“Brundage—that’s the Ami’s name—”

  “He sounds German.”

  “He doesn’t even speak German,” said Kuhnast. “So as long as he doesn’t actually meet any English-speaking Jews, things should work out just fine.”

  I glanced around the Palm Court.

  “Is there any danger that he could do that?”

  “I’d be surprised if there’s a Jew within a hundred meters of this place, given who’s coming here to meet him.”

  “Not the Leader.”

  “No, his dark shadow.”

  “The Deputy Leader’s coming to the Excelsior? I hope you cleaned the toilets.”

  Suddenly the orchestra stopped what it was playing and struck up with the German national anthem, and hotel guests jumped to their feet to point their right arm toward the entrance hall. And I had no choice but to join in.

  Surrounded by storm troopers and Gestapo, Rudolf Hess marched into the hotel wearing the uniform of an SA man. His face was as square as a doormat but somehow less welcoming. He was medium in height; slim with dark, wavy hair; a Transylvanian brow; werewolf eyes; and a razor-thin mouth. Returning our patriotic salutes perfunctorily, he then bounded up the stairs of the hotel two at a time. With his eager air he reminded me of an Alsatian dog let off the leash by his Austrian master to lick the hand of the man from the American Olympic Committee.

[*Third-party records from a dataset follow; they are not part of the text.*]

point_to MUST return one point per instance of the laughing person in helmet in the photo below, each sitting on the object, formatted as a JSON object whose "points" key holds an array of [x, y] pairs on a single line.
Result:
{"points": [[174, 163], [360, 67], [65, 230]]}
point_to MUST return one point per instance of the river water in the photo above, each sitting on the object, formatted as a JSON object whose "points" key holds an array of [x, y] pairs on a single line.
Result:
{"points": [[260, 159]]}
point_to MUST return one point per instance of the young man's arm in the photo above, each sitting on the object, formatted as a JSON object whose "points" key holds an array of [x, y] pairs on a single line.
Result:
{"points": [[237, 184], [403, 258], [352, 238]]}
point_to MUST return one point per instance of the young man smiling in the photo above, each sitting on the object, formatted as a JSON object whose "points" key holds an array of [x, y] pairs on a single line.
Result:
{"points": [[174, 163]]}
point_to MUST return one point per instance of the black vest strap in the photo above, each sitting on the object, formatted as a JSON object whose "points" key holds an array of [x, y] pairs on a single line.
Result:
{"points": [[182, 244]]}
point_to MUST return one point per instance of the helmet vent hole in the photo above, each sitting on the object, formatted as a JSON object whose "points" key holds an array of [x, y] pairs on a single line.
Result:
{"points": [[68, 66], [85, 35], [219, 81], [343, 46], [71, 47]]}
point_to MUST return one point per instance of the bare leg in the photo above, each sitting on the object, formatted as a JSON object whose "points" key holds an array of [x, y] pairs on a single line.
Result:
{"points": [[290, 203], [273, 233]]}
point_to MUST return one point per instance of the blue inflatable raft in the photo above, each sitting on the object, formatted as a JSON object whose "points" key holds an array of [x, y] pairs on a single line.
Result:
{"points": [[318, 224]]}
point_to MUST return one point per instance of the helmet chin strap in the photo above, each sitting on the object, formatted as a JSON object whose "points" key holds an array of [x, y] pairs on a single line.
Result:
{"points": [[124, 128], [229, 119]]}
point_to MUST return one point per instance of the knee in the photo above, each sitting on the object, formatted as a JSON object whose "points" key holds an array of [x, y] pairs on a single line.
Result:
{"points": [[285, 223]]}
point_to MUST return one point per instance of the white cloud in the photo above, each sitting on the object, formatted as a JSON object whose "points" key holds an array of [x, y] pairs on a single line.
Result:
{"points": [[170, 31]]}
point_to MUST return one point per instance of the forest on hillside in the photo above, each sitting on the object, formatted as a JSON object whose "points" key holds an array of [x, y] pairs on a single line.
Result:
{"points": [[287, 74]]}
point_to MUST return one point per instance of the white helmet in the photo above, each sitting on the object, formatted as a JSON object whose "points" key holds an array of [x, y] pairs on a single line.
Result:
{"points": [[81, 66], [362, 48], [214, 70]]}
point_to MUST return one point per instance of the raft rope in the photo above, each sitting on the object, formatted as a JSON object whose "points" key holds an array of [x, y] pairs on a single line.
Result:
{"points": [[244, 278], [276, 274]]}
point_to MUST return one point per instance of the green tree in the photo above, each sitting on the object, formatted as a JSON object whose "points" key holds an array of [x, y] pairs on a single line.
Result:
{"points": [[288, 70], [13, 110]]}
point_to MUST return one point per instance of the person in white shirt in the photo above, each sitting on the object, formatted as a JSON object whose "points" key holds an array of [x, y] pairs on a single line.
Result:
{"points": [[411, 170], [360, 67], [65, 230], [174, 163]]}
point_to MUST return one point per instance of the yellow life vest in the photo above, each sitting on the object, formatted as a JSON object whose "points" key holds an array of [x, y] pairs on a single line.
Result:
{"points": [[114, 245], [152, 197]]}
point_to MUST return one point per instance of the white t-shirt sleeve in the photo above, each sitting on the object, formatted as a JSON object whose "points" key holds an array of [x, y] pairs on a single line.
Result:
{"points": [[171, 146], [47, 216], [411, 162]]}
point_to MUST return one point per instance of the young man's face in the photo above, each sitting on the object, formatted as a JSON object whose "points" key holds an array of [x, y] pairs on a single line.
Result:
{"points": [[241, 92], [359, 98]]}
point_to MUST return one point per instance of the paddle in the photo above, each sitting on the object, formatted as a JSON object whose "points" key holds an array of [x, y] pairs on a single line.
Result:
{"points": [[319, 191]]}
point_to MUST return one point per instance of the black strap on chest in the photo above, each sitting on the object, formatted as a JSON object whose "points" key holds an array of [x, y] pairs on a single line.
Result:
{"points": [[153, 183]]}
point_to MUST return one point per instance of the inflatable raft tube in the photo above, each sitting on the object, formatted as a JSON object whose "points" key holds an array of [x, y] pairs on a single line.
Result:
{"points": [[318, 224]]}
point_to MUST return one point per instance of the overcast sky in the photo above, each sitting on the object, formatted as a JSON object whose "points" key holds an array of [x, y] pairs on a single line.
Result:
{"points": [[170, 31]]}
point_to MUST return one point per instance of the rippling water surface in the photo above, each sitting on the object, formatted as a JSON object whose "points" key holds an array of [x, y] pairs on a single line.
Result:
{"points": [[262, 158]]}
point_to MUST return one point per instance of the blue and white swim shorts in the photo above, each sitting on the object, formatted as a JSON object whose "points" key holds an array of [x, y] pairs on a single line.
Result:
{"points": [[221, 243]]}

  As it happened, there was a hand I had to go and lick myself. A hand that belonged to a man in the Gestapo.

  3

  AS ONE OF THE HOUSE DETECTIVES at the Adlon, I was expected to keep thugs and murderers out of the hotel. But that could be difficult when the thugs and murderers were Nazi Party officials. Some of them, such as Wilhelm Frick, the minister of the interior, had even served a prison sentence. The ministry was on Unter den Linden, right around the corner from the Adlon; and Frick, a real Bavarian square head with a wart on his face and a girlfriend who happened to be the wife of some prominent Nazi architect, was in and out of the hotel a lot. Probably the girl, too.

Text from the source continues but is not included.